Food processing industry is being promoted mainly to conserve the food and create more value addition to the agricultural and livestock resources contributing to the GDP of the countries concerned. But it is also being touted as the best employer for the investment incurred in countries like India. Setting up rural food industries is supposed to solve the large scale rural unemployment supposed to be rampant in the country side. What is forgotten is that agriculture is the major avocation of rural folks and if this sector is promoted and protected by raising the productivity and improving the infrastructure, any new industry set up in these regions will find it difficult to attract people for employment. Of course primary processing may still be attractive so that large scale centralized processing units can use such semi-processed products as input materials for the manufacture of value added products. In India food processing was always promoted for its "supposed" potential for generating employment and this "tune" has not changed in spite of the technological "wind" that is blowing across the world making human intervention in food processing more or less redundant.
"Investment in the food processing sector in India can generate a higher rate of employment than in any other sector, Food Processing Industries Minister Subodh Kant Sahai said Friday. 'The government of India has recognised the food processing sector as one of the thrust areas, as its growth will not only increase the level of processing and reduce wastage, but also generate employment opportunities and provide long-term economic sustainability to the farmers,' Sahai said, addressing an entrepreneurs' meet organised by the ministry here. The food processing industry employs an estimated 1.6 million workers - a fifth of the country's industrial labour force and accounts for 14 percent of the total industrial output. He called for increased investment in the sector.
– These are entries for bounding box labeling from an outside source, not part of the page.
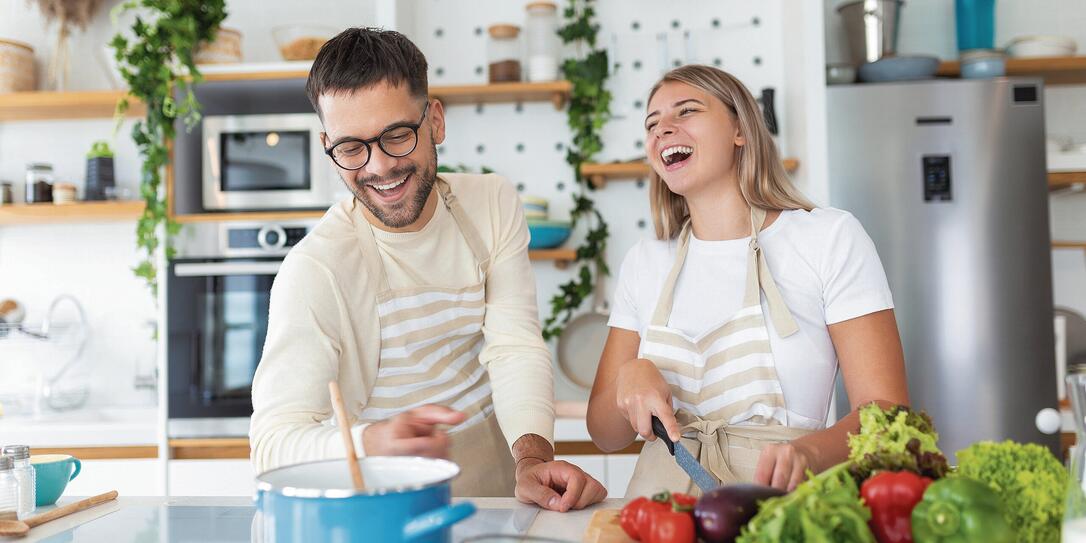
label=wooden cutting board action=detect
[583,509,636,543]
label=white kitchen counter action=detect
[0,496,623,543]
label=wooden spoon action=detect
[0,490,117,538]
[328,381,366,490]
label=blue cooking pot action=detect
[256,456,475,543]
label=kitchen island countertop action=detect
[8,496,623,543]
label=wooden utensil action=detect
[328,381,366,490]
[0,490,117,538]
[582,509,633,543]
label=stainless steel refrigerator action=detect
[828,78,1059,455]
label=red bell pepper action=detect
[619,492,697,543]
[860,471,932,543]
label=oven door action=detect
[166,257,282,438]
[201,113,340,211]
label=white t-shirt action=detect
[609,207,894,429]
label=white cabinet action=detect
[169,459,256,496]
[607,454,637,497]
[555,454,637,497]
[64,458,162,496]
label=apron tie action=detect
[675,409,810,484]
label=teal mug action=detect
[30,454,83,507]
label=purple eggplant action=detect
[694,484,785,543]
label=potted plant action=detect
[83,140,115,201]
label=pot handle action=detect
[404,502,475,541]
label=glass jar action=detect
[2,445,36,518]
[26,162,53,203]
[487,24,520,83]
[525,2,561,81]
[0,455,18,520]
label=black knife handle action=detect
[653,415,675,456]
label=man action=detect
[250,28,606,510]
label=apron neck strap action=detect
[652,205,799,338]
[652,218,692,326]
[352,177,490,292]
[438,177,490,277]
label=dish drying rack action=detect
[0,294,90,416]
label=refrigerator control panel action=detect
[922,154,950,202]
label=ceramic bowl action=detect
[528,220,570,250]
[1006,36,1078,58]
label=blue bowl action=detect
[528,220,570,250]
[256,456,475,543]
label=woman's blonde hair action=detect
[648,64,815,240]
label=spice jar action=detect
[0,455,18,520]
[526,2,561,81]
[3,445,35,518]
[53,182,76,204]
[26,162,53,203]
[487,24,520,83]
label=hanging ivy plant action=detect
[543,0,611,339]
[110,0,226,296]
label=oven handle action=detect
[174,261,282,277]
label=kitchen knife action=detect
[653,415,720,493]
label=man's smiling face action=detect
[319,81,445,230]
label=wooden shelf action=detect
[936,56,1086,85]
[0,201,143,225]
[528,249,577,269]
[1048,172,1086,190]
[430,81,573,110]
[581,159,799,188]
[0,90,146,122]
[0,79,573,122]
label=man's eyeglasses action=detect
[325,101,430,169]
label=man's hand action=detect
[362,405,466,458]
[516,458,607,513]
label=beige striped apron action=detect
[357,178,516,496]
[627,207,810,497]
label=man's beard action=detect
[346,148,438,228]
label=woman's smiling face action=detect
[645,81,745,195]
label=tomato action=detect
[618,496,648,541]
[643,510,696,543]
[618,492,697,543]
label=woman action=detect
[588,65,908,496]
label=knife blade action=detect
[653,415,720,493]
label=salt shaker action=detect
[0,455,18,520]
[0,445,36,518]
[526,2,561,81]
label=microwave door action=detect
[203,114,336,211]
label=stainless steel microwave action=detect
[201,113,346,211]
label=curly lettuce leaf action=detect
[957,440,1070,543]
[848,403,947,480]
[735,463,875,543]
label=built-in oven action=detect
[202,113,340,211]
[166,220,314,438]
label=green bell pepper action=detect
[912,477,1015,543]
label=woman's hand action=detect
[754,441,815,492]
[615,358,682,441]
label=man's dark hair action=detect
[305,28,427,117]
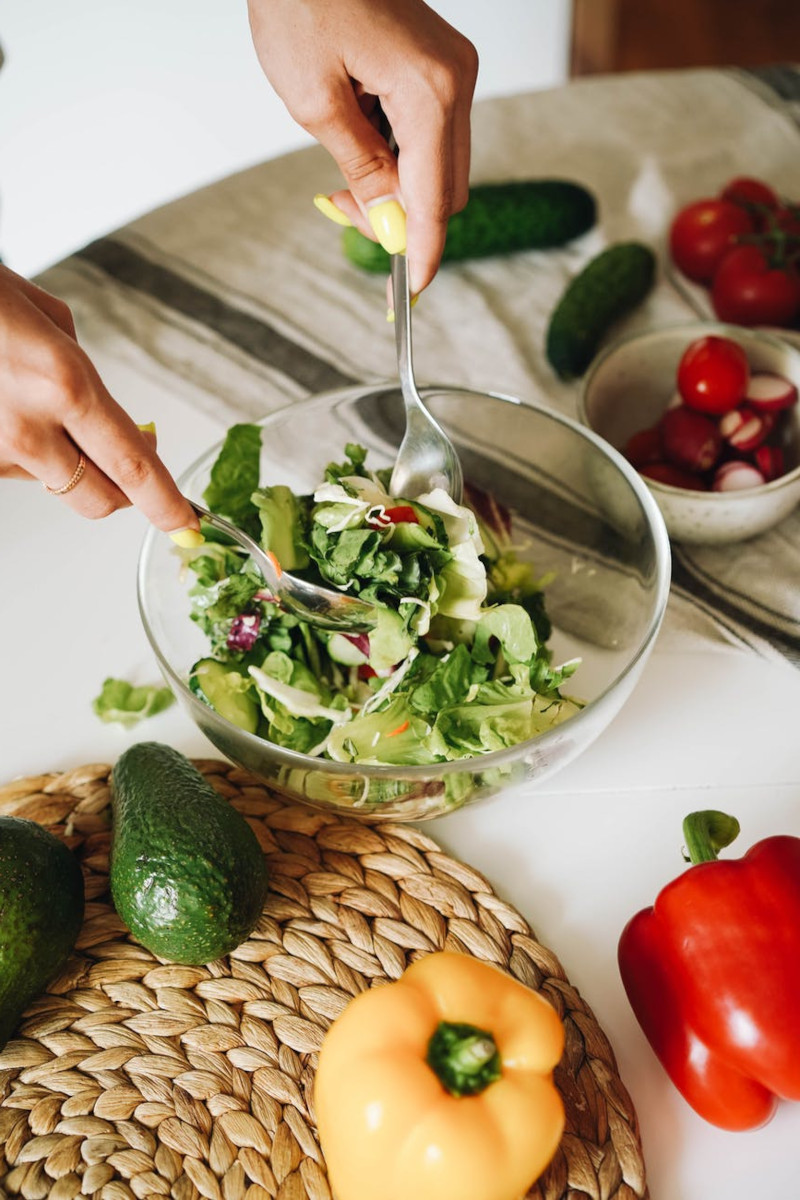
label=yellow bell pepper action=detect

He said with a population base of 1.08 billion and yearly population growth of around 1.6 percent, India offered a huge and growing market for food products. 'The 350 million urban middle class, with its growing purchasing power and evolving food habits, presents a thriving market,' Sahai said. Stating that processing levels of agricultural and allied commodities in India is 6-8 percent compared to processing levels of 70-80 percent in developed countries, he made a strong pitch for technology upgradation in the sector. There is a huge technological gap for post harvest management and processing of agricultural produce, which is resulting in huge amount of wastage of agricultural produce,' he said. 'To develop and popularise new technologies for food processing and percolate them to the ground level end users is the need of the time for enhancing the level of processing and reduction of wastage of agricultural produce."
With food quality and safety becoming more and more compromised because of human "handling" in processing facilities manned by large number of personnel with varying health background, mechanization of food processing is increasingly being sought by the industry. A distinction can be made between wet processing and dry processing with the former seeking to reduce personnel to as minimum as possible because of greater chances of contamination of end products through human handling. Internationally large scale processing facilities are managed by very few personnel as many unit operations have been "automated" with well designed and hygienically fail proof machines taking over many of the human functions. Probably employing less people by the food industry may be more desirable and the old approach of seeing food industry as an employment provider needs a re-look by the government.